A variation graph represents the mutual alignment of a set of sequences in a compact, visually-accessible structure. They are used in diverse applications in genome sequence analysis, comparative genomics, and linguistics. A growing community of researchers explores their applications to pangenomics and high-throughput genomics.
The nodes of these labeled graphs represent fragments of consecutive sequences (perhaps DNA, protein, text, or locations). Their edges describe allowed or observed transitions between nodes found in actual sequences of interest. Paths record walks of sequences through the nodes of the graph.
The promise of differential privacy in pangenomics
Human genomes are both useful and difficult to utilize. Knowing what sequences (alleles or haplotypes) exist in the population can help us observe and understand new genomes that we assemble. This is critically useful in fields like medicine, population genetics, and agriculture. However, it can be difficult to share genomic information due to issues of privacy.
Researchers have deeply explored techniques to produce differentially-private summarizations of some genomic information, such as SNPs and other small variants, but thus far no methods approach the question of differential privacy of arbitrary genome sequence and assemblies. As variation graphs are becoming a standard for the representation of pangenomes, which new sequencing technology is allowing us to rapidly accumulate for humans and other species, they are an ideal target for the application of privacy-preserving data release.
Differentially-private mobility graphs
Location data can be represented in a variation graph by encoding quantized location/times in nodes, and expressing individual movements as paths through these nodes. Just as a differentially-private variation graph can help us understand common haplotypes tracing through the graph, a differentially-private model of collective mobility information can help us to understand common flows of people through space and time.
These flows are traditionally difficult for researchers and public planners to access and share, due to the risk of identification and tracking of individiuals. However, in light of the COVID-19 pandemic we see critical importance in making them available. Tools in privvg will support application to mobility data, but work remains to be done to transform the data into formats directly compatible with those used in pangenomics.
We envision a future in which individuals who assemble their genomes for personal or medical reasons could release (via a trusted third party) useful information from their own genome by mixing their genome and others in a privacy-preserving pangenomic variation graph.
As a synthetic database, this differentially-private variation graph could be used directly as a reference system by tools that work on pangenomes. This trusted third-party arrangement matches contemporary practice in genomics. Our implementation simply promises the release of larger-scale information about haplotypic structures and allele frequencies that will become available with ubiquitous genome assembly.
The same approach can be applied to mobility data, textual data, and other highly-repetitive collections of sequential data.

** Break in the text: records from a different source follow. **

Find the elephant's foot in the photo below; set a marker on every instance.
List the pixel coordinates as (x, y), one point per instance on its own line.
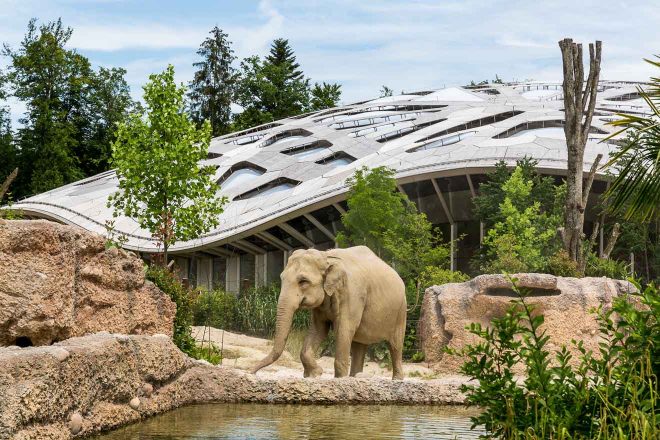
(313, 372)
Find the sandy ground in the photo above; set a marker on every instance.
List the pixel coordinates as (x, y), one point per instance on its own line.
(243, 352)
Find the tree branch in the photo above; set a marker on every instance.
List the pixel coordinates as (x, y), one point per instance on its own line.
(590, 180)
(612, 241)
(5, 186)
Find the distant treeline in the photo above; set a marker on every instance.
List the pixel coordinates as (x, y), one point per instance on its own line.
(72, 109)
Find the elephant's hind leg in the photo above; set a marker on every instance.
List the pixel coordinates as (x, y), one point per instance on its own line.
(396, 346)
(318, 331)
(357, 357)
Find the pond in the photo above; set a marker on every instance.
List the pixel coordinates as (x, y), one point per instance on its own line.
(254, 421)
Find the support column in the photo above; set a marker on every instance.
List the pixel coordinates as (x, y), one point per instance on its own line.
(474, 194)
(452, 225)
(453, 245)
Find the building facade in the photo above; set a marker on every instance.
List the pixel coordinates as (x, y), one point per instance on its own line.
(286, 180)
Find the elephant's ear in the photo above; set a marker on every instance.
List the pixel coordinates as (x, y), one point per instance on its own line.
(335, 278)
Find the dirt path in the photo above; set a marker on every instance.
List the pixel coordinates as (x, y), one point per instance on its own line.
(242, 352)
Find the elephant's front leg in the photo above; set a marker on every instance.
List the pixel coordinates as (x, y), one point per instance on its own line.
(318, 331)
(344, 335)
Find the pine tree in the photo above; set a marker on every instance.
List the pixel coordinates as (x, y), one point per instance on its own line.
(213, 87)
(71, 113)
(325, 96)
(281, 55)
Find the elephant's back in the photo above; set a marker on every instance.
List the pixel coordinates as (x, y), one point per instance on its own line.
(384, 283)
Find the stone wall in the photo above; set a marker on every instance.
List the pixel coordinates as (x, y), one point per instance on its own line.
(59, 281)
(566, 303)
(99, 382)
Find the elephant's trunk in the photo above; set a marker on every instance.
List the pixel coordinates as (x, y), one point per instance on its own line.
(285, 310)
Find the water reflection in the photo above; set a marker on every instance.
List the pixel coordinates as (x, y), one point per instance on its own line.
(252, 421)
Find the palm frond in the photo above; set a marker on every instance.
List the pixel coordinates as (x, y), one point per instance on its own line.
(635, 191)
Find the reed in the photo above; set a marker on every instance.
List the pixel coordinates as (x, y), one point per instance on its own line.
(609, 395)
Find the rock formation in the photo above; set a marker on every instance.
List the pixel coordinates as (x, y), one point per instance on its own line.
(59, 281)
(99, 382)
(566, 303)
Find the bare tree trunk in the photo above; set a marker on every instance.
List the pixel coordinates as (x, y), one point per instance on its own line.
(579, 104)
(616, 231)
(5, 186)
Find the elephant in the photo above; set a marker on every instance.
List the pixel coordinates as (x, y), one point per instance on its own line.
(352, 290)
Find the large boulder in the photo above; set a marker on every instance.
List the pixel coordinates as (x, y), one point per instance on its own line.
(83, 385)
(567, 304)
(59, 281)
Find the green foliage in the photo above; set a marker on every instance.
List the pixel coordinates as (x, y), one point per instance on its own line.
(208, 352)
(491, 193)
(216, 309)
(517, 243)
(268, 92)
(253, 312)
(213, 86)
(437, 276)
(168, 283)
(609, 396)
(275, 88)
(374, 208)
(635, 191)
(605, 267)
(324, 96)
(71, 110)
(156, 157)
(383, 219)
(281, 55)
(562, 265)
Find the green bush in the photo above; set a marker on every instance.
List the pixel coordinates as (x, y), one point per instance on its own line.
(612, 395)
(601, 267)
(561, 265)
(216, 309)
(208, 352)
(253, 312)
(168, 283)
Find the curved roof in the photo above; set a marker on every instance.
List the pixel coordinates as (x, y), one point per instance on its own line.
(282, 168)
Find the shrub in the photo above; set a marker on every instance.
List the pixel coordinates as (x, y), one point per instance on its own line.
(437, 276)
(560, 264)
(609, 396)
(216, 309)
(168, 283)
(208, 352)
(253, 312)
(605, 267)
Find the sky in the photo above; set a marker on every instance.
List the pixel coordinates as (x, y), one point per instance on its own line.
(360, 44)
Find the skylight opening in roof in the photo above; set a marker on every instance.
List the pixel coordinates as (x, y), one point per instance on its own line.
(337, 159)
(285, 136)
(443, 142)
(492, 119)
(276, 189)
(287, 139)
(406, 130)
(240, 177)
(383, 128)
(253, 130)
(309, 152)
(547, 132)
(273, 187)
(247, 140)
(553, 129)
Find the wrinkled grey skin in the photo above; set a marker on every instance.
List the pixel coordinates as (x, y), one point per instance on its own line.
(354, 291)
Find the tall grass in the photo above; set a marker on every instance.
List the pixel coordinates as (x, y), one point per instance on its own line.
(252, 312)
(612, 395)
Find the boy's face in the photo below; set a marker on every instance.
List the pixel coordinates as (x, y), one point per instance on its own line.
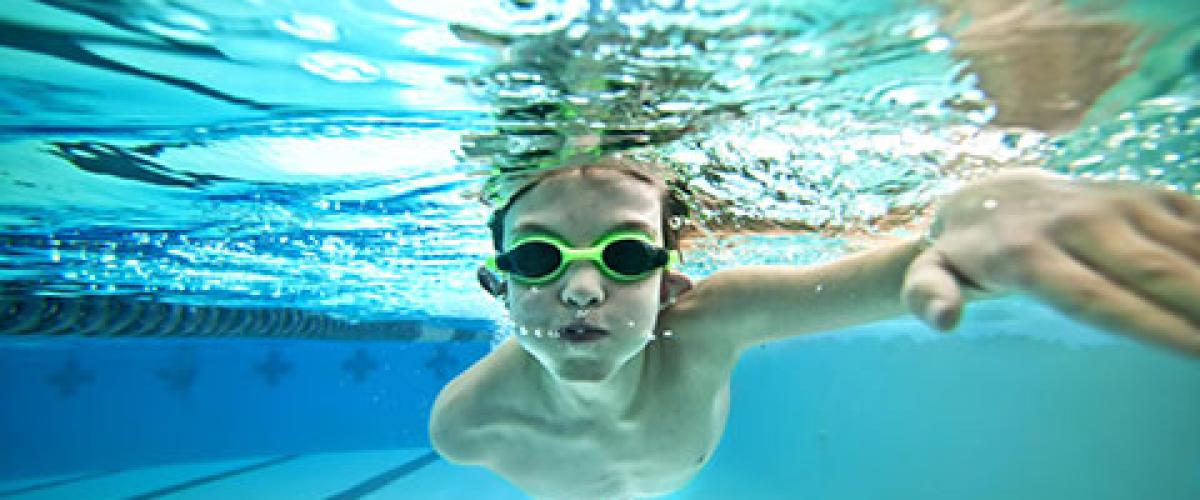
(585, 325)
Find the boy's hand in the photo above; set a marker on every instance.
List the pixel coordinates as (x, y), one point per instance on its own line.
(1120, 257)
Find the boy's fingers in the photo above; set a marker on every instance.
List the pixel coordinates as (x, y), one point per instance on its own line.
(1078, 290)
(931, 291)
(1161, 224)
(1143, 266)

Compact, distributable data models
Methods developed for variation graphs allow the efficient compression of collections of genome and redundant sequence data. A data structure (using the graph Burrows-Wheeler transform or GBWT) built from the 1000 Genomes Project sequences can store genomes using only 1 bit per 1000 base-pair of genome sequence. These approaches are not only effcient, but they are self indexes that support efficient queries to find and match sequences.
Allowing for the redistribution of succinct data structures representing collections of genomes avoids the need to control data access or operate centralized servers. If they are compact, then researchers will only need minimal resources to use them.